For about two years, the BOJ has aimed to keep short-term interest rates at minus 0.1% and long-term rates around zero. Financial institutions have suffered under this policy, especially smaller banks. About 60% of 80 publicly traded regional banks and banking groups reported a decline in net profit for the fiscal year ended in March.
Since a rise in short-term rates could put upward pressure on the yen, many think the bank will start with long rates. Daiwa Securities chief market economist Mari Iwashita expects the central bank to boost long-term rates as early as January 2019.
The nationwide consumer price index, excluding volatile fresh food, rose just 0.7% on the year in May -- far short of 2%. The BOJ projected 1.8% inflation for fiscal 2019 in its quarterly economic outlook report in April, but the bank expects to downgrade that forecast at this month's policy board meeting.
With prices barely budging, the central bank will not shift policy in a tighter direction, Deputy Gov.

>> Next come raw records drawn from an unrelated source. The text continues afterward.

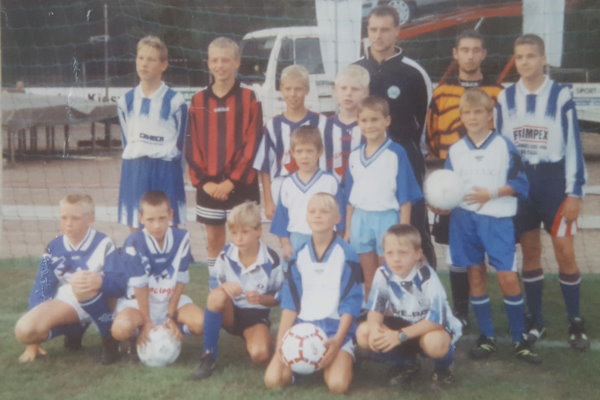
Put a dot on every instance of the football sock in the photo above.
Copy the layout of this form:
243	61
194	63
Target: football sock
212	327
515	310
570	285
446	361
459	282
98	310
483	312
533	281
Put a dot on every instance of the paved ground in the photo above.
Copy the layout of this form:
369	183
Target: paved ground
32	188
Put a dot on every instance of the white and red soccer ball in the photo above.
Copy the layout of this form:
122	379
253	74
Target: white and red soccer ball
303	348
161	349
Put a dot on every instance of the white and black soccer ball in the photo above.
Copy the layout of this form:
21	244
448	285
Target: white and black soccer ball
161	349
444	189
303	348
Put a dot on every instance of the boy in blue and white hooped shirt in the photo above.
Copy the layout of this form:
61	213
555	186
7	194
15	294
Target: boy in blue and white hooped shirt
153	120
408	311
245	283
323	286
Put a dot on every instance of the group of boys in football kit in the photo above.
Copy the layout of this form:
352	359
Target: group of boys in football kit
345	197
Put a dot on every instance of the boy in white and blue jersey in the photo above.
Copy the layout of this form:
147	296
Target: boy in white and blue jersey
55	306
492	176
380	186
289	221
273	159
153	121
323	286
538	115
408	311
244	284
157	260
342	133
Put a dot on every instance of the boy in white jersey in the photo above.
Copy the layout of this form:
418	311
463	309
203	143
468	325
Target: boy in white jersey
323	286
289	221
538	115
492	176
54	307
153	121
273	159
379	184
408	311
342	134
244	284
157	260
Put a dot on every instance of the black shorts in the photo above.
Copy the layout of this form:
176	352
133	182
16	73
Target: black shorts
244	318
214	212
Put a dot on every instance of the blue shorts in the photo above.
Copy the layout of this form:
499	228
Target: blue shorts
473	235
368	227
546	195
140	175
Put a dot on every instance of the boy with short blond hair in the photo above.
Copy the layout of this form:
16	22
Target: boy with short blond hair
408	311
157	260
539	116
380	186
323	286
224	131
244	286
153	121
273	159
289	221
491	172
55	307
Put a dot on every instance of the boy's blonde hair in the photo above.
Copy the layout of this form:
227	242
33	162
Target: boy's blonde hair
355	74
306	135
326	199
474	97
223	42
84	201
375	103
156	43
295	72
245	214
405	234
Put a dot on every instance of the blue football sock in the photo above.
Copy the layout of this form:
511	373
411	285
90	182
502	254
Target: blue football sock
482	309
212	327
515	310
570	285
445	362
98	310
533	281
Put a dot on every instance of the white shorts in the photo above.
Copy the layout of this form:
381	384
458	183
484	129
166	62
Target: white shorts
158	311
65	294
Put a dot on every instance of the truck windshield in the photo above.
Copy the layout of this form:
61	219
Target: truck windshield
255	57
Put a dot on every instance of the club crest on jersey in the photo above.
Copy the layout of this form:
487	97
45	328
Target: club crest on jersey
393	92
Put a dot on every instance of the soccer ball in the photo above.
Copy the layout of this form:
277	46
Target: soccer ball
444	189
303	348
162	348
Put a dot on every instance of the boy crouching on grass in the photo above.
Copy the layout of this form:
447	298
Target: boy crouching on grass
55	304
323	286
157	259
244	283
408	311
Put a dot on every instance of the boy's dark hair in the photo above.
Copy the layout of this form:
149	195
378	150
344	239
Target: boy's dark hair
385	11
155	198
375	103
469	34
532	39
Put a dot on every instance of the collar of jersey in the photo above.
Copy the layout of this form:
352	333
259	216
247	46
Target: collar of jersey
366	161
153	246
306	186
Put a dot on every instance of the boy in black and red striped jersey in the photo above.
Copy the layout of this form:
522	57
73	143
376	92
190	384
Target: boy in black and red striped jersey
224	130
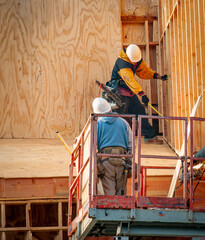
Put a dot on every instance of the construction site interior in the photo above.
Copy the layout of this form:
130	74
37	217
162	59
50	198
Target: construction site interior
52	52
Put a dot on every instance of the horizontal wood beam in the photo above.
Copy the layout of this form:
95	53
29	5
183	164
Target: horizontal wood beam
33	229
136	19
141	44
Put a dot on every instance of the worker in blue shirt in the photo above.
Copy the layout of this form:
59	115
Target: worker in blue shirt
114	136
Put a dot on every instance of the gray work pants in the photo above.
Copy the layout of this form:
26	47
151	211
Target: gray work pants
113	180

Masazumi Wakatabe told Nikkei in an interview late last month.
Harada and Wakatabe, the most vocal reflationists on the nine-member policy board, see beating deflation as the top priority. Wakatabe has said the central bank should not hesitate to adopt further easing measures if Japan slides back toward deflation.
But more members of the BOJ are joining the market's call for caution about the side effects of years of ultralow rates, as the outlook for achieving 2% inflation grows hazier.
Policy board member Makoto Sakurai noted in a May speech that the central bank's mandate is to achieve price stability in order to contribute to the "sound development" of Japan's economy.
"If sound development of the economy is hindered as a consequence of a rise in prices, this will confuse the essential with the unessential," Sakurai argued.
Kuroda warned in a news conference last month of the need to watch for instability in the financial system when interest rates stay low for a long time.
As easing drags on, the central bank has paid closer attention to the side effects, a senior BOJ official said. Extended periods of low rates hurt financial institutions, making that sector another area the bank must monitor on top of the economy and prices. Support is growing within the central bank for raising rates to ease this burden if inflation holds steady at even 1%.
Another factor involves the central bank having limited policy options in an economic downturn. Lifting rates now would provide room to lower them later if the economic expansion runs out of steam.
Wakatabe said he remains aligned with Kuroda on easing, but acknowledged the possibility of breaking with him later. "I'll continue to make appropriate decisions at policy board meetings going forward," he said.